The Contrarian is pointing out a Madigan tool who thinks shes entitled to an easy pathway:
There was a time in America when politicians understood that reelection was something they had to earn. They campaigned, made their case to the voters, served their terms, and then submitted themselves to the judgment of the electorate. Victory was never guaranteed. That uncertainty is not a flaw in democracy; it is one of democracy’s essential features. Yet in modern day Illinois, some politicians appear to hold a very different view.
State Representative Angelica “Angelita” Guerrero-Cuellar (22) seems to believe reelection is not something to be earned but something to which she is entitled. Nothing illustrates that mentality more clearly than her lawsuit challenging Illinois’ Democratic redistricting map, a lawsuit that effectively complained one of the most aggressively gerrymandered states in America had not gerrymandered her district enough to guarantee her political future.

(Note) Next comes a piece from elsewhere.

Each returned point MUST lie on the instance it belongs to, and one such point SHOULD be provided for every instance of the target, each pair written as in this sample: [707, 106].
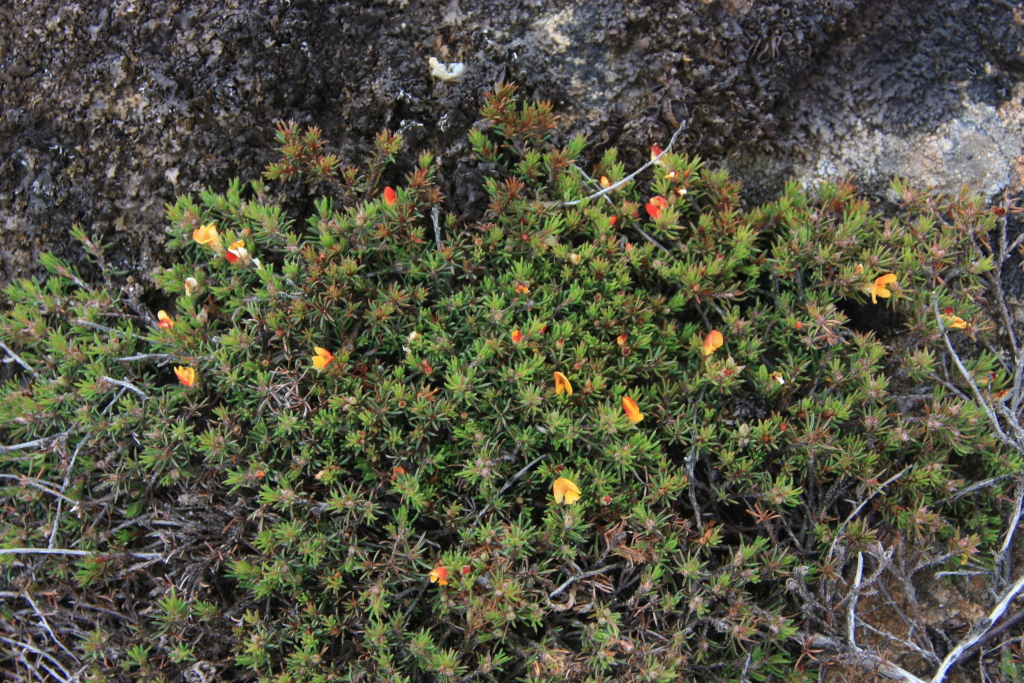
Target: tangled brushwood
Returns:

That fact alone should tell voters everything they need to know. We are constantly told politicians are fighting for better schools, safer neighborhoods, affordable housing, and economic opportunity. Angelita had an opportunity to devote her political capital to any number of issues affecting the people she represents. Instead, she chose to fight over district lines. Not because the map disadvantaged Republicans. Not because it threatened minority representation generally. Not because it would somehow improve government. She fought it because she believed the map endangered her own political prospects. Strip away the legal arguments, and that’s what remains: a complaint that her seat was not safe enough to let her misrule with impunity.
In one of the most outrageously gerrymandered states, the loss of national representation is pitting dem against dem for seats they think they're entitled to instead of seats that represent the voters.
And without King Madigan around, the infighting is getting more intense.